The second pathway of transformer-based layers acts on the pair representation. The key feature of this network is that attention is arranged in terms of triangles of residues, which is based on the straightforward principle that in a triangle, any two edges can affect the third edge. The intuition here is to enforce the triangle equivariance. As shown in Fig. 2b, the first two rounds of update are triangular multiplicative updates, which are based on non-attention method. Each of the “outgoing” and “incoming” edges obtains an update from another two edges of all the triangles where the edge is included. The second two rounds of update are triangular self-attention.

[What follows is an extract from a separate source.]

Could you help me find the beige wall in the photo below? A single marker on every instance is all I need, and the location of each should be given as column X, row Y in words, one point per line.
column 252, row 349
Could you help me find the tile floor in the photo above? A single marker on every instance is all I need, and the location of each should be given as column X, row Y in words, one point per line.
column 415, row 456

They update the pair representation in the Evoformer block. Two versions are also involved: “starting node” version and “ending node” version. The “starting node” version renews the edge based on all the edges which has the same starting node. The “ending node” version operates the similar way, but it works on the edges which share the same ending node instead. Pairwise representation pathway also contains a transition layer after the triangular self-attention layers, which works the same way as the transition layer introduced above.
-
3.
The third one is the structure module, likely a decoder. The structure module also uses a transformer neural network. It achieves the transition from abstract representation of protein structure to 3D atom coordinates of target proteins. The structure module takes each residue as a separate object and predicts the rotations and translations required to place it.
The structure module has three input elements. The first one is the single representation containing the abstract information of the target sequence. It is a linear projection of the MSA representation’s first row. The second one is the pair representation output from the Evoformer module. Backbone frames serve as an additional input. Each residue is represented as a triangle, where its vertex next to obtuse angle is Cα atom, and two other vertices are N atom of amino group and C atom of carbonic acid group. The backbone frames, which are the main part of the system prediction, are formed with triangles of the whole amino acid sequence. At the beginning of the structure module, all the backbone frames are placed at the same point in the same orientation. The structural module’s output is the 3D coordinates of all the protein atoms.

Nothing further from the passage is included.